I have never owned a Montrose album. Never saw Montrose in concert. I would definitely not call myself a Montrose fan. Nevertheless, Montrose was a major part of my AM Rock Radio Music Education. DECADES after hearing many of these songs – as I listened to their self-titled album and those AM hits played – I can still sing-a-long – triggering memories of driving my Rally Sport Camaro, windows down, WTAC playing on the radio. Out of the handful of Montrose hits, “Rock Candy” stands out as my enduring favorite. A wicked guitar riff with gut-rocking vocals and that ’70s brand of thinly veiled sexual innuendo lyrics. It sounds a little dated now, but teenage me loved the fuck outta this piece of cheese rock.
It’s also the logical name for a pickled jalapeno recipe I’ve used since the Cha Cha Hut BBQ Days. It’s even included in the Hut’s cookbook. I those days, I called these Cowboy Candy, mostly because I had a rock candy-based BBQ sauce called “Rock Candy”. (I sadly lost the recipe for that, but I don’t remember it being that great.) These differ from standard pickled jalapenos by using a bread & butter pickle brine. The addition of white and brown sugar results in a sweet heat that mellows over time. They are somewhat ready to use after three days but hit their peak after a week.
In addition to the usual sandwich topping – like the Mexican Radio Dog – these are great in place of any sweet pickle in a recipe. They will still add the sweetness but also an additional kick of heat. They are also a staple for any nacho or taco recipe at the Grill Club.
ROCK CANDY JALAPENOS
Red and green jalapenos, sweet onion, Bread & Butter pickle brine
Makes about 1 gallon
A 3-pound mix of red & green jalapenos, sliced ¼” thick – as fresh as possible
2 Vidalia onions, thinly sliced
3 1/2 cups white sugar
1 1/4 cups brown sugar
2 cups cider vinegar
3 cups white vinegar
4 teaspoons mustard seed
2 teaspoons celery seed
2 teaspoons black peppercorns
1 1/2 teaspoons garlic powder
1/4 teaspoon turmeric
Slice the jalapenos in 1/4” rounds without de-seeding. Place the jalapenos and onion in a large bowl and salt liberally. Mix the salt, jalapenos, and onions to combine. Cover bowl and set aside for at least one hour.

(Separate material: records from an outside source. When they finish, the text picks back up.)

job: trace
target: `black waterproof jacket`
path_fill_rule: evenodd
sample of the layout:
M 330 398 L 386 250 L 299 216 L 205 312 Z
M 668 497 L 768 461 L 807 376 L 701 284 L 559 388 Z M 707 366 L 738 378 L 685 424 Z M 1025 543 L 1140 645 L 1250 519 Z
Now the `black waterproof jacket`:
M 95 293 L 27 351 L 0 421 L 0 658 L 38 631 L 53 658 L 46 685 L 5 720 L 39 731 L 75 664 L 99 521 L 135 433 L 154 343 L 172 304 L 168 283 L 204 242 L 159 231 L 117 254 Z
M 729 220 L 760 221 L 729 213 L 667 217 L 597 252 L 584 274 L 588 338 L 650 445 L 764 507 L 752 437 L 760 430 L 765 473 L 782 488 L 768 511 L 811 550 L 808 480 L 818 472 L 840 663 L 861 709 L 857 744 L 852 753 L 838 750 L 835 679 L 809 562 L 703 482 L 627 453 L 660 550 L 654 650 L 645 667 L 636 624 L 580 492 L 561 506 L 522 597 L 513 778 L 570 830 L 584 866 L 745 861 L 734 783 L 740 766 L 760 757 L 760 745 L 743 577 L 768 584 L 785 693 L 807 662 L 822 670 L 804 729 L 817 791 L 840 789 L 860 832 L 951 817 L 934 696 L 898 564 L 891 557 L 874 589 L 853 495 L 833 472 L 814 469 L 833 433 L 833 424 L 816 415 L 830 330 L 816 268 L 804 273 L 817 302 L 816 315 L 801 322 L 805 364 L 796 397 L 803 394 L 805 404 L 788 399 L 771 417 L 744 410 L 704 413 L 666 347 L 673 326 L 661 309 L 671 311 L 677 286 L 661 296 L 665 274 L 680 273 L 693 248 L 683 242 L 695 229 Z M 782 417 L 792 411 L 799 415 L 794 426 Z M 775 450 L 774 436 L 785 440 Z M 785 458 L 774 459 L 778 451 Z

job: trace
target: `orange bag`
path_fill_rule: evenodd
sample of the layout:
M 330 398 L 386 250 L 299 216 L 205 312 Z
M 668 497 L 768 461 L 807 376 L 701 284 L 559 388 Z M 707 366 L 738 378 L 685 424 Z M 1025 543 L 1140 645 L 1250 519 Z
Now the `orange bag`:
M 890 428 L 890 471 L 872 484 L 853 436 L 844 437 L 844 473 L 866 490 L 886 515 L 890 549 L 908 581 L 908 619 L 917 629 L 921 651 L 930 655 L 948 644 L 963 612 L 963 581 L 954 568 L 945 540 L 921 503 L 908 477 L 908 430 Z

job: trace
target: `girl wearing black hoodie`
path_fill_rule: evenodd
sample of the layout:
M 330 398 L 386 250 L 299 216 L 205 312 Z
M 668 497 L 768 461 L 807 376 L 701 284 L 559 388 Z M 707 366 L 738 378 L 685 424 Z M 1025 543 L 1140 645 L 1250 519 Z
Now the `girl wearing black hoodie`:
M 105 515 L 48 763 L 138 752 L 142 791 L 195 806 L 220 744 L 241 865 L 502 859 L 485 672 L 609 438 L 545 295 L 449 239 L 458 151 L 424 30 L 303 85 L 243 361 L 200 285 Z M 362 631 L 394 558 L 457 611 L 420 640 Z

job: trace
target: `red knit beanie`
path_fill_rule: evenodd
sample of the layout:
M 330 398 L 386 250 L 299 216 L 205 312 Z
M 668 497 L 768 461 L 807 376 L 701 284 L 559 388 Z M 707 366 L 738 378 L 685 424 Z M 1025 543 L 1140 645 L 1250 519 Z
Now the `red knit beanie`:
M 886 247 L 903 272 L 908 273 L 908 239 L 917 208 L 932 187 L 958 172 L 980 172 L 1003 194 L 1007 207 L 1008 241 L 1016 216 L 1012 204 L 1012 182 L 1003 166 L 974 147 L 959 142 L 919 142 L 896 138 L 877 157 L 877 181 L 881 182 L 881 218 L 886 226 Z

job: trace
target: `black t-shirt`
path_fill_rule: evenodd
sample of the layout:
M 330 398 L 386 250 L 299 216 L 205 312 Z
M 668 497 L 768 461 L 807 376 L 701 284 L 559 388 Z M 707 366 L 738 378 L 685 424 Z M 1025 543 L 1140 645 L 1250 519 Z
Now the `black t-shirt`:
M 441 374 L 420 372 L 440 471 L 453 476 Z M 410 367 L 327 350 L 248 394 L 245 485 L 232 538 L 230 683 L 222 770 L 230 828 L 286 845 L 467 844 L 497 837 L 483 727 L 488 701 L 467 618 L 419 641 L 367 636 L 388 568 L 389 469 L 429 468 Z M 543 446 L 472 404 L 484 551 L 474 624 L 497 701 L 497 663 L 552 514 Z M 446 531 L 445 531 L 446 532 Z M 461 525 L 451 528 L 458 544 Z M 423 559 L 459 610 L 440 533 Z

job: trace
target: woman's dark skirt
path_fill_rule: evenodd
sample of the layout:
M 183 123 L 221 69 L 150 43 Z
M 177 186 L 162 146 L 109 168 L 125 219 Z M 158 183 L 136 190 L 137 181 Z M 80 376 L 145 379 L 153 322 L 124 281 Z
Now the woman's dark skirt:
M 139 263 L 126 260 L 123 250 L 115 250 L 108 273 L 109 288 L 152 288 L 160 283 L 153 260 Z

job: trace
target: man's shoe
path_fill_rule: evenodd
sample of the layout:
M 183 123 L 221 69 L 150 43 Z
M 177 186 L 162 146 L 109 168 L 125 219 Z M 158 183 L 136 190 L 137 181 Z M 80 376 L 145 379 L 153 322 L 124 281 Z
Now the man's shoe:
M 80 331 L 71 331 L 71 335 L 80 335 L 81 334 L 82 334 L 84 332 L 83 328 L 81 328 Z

Once the vegetables have rested for at least an hour, combine all of the brine ingredients in a saucepan. Whisk to dissolve the sugars and bring to a boil. While the brine is heating, rinse the vegetables in a mesh strainer and pack them in a jar or container. When the brine comes to a boil, pour over the vegetables. Use a spoon or chopstick to remove air pockets from the vegetables in the brine.
Let the jars sit, uncovered, on the counter for an hour. Cover and place in the fridge.
These will mellow the longer they sit in the brine. They are ready to eat after three days but really come together after a week or so.